With each of our games stored in the array `prediction_dfs`, we can finally iterate through and apply our model to each one-row dataframe. In this case, a prediction of `[0]` indicates a loss for the home team and a prediction of `[1]` indicates a victory for the home team. Note that, due to the structure of the `scoreboard` object, we can only get predictions for games today after noon Eastern Time. Running the code below before noon would give predictions for the previous day's games.

In [23]:
for i in range(0, len(prediction_dfs)):
    print("Home Team:", game_teams[i][0])
    print("Away Team:", game_teams[i][1])
    prediction = xg_model.predict(prediction_dfs[i])
    # 0 = loss for home team/win for away team
    # 1 = win for home team/loss for away team
    if prediction == 0:
        print(game_teams[i][1] + " predicted to win!")
    if prediction == 1:
        print(game_teams[i][0] + " predicted to win!")
    print("")


Home Team: Nets
Away Team: Knicks
Knicks predicted to win!

Home Team: Heat
Away Team: Trail Blazers
Heat predicted to win!

Home Team: Raptors
Away Team: Magic
Magic predicted to win!

Home Team: Nuggets
Away Team: 76ers
Nuggets predicted to win!

Home Team: Lakers
Away Team: Wizards
Lakers predicted to win!



### Conclusions and Future

Overall, I'm proud of how this project turned out. This project really sparked my interest in data science and machine learning, and I would definitely be happy to work in the field of AI/ML in the future. That being said, there are certainly a number of improvements that could be made. One limitation of the data from the `nba_api` was that I could not easily access game stats for the opposing team, potentially limiting the accuracy of my model. This could be fixed in the future by using a web scraper, which would theoretically allow me to retrieve any data I need related to each game played. 
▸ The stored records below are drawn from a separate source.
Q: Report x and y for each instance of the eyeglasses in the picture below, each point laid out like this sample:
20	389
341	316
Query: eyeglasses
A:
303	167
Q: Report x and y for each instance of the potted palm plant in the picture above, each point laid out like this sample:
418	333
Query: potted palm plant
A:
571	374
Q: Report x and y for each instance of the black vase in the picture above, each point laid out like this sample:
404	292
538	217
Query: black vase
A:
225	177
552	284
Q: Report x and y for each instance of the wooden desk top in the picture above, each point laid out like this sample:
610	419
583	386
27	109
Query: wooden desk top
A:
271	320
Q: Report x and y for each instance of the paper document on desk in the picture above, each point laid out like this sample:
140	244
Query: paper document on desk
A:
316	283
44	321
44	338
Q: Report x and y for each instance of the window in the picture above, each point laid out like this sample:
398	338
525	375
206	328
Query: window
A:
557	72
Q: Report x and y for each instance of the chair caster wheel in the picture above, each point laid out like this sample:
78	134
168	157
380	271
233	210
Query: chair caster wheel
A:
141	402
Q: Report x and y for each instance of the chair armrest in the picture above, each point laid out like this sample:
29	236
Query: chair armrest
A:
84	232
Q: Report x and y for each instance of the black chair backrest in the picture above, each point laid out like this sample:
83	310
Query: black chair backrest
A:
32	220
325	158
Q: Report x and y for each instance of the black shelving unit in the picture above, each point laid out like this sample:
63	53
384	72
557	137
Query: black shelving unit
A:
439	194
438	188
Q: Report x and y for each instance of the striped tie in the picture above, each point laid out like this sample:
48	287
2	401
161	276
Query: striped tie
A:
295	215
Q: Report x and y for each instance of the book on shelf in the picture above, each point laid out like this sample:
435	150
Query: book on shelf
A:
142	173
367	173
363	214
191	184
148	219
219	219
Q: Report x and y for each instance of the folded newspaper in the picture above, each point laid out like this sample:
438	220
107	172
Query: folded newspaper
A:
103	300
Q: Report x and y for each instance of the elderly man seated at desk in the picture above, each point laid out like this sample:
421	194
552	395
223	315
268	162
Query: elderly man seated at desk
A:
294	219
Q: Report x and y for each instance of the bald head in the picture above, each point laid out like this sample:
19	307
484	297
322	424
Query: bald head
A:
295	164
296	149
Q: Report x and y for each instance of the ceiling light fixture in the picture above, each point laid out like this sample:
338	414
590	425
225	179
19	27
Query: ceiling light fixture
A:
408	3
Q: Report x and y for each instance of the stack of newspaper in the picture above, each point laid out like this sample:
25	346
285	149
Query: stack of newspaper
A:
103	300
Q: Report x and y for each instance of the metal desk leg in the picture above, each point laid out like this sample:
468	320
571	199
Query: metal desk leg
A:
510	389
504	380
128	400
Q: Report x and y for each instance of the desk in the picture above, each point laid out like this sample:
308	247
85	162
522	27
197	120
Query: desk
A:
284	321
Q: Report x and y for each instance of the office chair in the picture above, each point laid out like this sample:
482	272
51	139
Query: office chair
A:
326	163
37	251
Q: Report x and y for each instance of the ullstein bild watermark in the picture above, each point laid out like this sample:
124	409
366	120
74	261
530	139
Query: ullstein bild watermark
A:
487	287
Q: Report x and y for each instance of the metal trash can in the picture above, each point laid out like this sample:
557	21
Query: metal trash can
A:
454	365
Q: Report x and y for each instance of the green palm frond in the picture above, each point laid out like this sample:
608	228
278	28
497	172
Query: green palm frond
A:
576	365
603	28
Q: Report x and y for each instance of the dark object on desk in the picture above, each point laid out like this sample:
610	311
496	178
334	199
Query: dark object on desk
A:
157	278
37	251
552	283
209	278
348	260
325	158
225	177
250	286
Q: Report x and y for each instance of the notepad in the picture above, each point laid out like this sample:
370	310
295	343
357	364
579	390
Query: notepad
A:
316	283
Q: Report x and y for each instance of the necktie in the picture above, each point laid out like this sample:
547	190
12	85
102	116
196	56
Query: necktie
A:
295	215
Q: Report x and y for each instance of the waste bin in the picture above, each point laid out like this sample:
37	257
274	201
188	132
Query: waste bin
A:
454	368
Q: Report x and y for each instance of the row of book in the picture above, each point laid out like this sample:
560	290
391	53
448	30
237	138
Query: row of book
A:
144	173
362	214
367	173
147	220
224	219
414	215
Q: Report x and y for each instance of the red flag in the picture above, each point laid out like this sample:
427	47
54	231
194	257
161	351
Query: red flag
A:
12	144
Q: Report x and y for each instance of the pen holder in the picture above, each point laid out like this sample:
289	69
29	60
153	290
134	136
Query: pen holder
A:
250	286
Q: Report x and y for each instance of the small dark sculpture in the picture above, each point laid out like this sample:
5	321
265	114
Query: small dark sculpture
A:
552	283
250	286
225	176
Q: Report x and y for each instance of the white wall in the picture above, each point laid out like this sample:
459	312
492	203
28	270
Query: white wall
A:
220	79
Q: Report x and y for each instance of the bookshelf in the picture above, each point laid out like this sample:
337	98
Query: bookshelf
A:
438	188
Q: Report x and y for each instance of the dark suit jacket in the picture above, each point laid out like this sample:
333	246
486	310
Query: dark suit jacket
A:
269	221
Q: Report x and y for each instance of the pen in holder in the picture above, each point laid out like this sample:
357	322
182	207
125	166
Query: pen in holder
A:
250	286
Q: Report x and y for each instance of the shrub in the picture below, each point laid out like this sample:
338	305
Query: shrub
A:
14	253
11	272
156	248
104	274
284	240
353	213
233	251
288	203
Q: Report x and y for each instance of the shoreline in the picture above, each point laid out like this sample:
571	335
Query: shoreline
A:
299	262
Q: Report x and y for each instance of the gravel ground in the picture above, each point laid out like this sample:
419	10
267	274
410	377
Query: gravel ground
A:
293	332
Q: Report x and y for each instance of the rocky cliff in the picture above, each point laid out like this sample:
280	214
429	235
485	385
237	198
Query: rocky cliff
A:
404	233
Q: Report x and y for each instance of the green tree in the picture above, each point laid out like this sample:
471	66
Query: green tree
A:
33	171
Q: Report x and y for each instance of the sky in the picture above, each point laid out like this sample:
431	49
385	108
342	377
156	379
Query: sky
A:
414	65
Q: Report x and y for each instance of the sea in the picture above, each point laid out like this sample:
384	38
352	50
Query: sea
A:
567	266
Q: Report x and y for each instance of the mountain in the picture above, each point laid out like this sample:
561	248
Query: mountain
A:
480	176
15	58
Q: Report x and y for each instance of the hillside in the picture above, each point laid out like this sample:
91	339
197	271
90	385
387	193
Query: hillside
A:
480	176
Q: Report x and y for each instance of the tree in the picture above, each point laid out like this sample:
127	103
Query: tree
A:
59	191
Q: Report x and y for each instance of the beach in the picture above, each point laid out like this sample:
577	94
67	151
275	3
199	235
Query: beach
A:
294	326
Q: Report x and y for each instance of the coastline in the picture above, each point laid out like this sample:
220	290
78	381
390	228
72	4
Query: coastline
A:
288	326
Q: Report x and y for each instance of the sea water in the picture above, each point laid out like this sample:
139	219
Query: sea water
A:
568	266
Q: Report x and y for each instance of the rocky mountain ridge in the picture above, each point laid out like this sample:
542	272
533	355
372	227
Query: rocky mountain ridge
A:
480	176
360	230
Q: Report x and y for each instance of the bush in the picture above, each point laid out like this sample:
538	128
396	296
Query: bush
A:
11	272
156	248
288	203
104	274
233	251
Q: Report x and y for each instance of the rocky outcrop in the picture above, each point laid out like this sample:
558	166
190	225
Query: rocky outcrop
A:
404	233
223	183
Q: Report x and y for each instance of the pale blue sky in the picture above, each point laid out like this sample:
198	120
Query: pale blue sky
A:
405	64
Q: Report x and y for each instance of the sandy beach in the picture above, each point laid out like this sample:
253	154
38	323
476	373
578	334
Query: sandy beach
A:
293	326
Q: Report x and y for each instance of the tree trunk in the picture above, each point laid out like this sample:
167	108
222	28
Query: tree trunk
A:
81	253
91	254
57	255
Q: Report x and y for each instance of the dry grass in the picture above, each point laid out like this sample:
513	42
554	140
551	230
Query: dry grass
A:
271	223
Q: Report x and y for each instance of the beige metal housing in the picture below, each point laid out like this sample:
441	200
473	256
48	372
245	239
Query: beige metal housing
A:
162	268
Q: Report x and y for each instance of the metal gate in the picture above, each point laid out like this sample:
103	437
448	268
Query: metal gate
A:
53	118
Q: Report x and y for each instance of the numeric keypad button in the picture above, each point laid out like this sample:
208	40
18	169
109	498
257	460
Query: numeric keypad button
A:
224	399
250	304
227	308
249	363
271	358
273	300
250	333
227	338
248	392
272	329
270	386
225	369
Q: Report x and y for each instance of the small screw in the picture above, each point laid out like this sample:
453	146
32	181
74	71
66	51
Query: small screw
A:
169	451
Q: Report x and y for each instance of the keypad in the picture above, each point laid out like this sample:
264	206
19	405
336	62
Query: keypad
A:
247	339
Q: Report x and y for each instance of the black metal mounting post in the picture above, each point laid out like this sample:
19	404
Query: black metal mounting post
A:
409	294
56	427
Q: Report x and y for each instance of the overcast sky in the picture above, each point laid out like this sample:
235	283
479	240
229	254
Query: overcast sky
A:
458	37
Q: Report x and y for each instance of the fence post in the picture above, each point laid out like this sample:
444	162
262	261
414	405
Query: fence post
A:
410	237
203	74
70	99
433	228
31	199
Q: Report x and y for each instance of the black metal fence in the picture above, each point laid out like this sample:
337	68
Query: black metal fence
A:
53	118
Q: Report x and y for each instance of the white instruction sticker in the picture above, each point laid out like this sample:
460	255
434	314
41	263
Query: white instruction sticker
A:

Another limitation of my model is the fact that injuries are not accounted for, which can definitely make some predictions highly inaccurate. This could be fixed by making a model that instead analyzes data related to individual players rather than entire teams. That way, injured players could simply be ignored when comparing teams. In the future, I would like to recreate this project to address these limitations and make an even stronger model.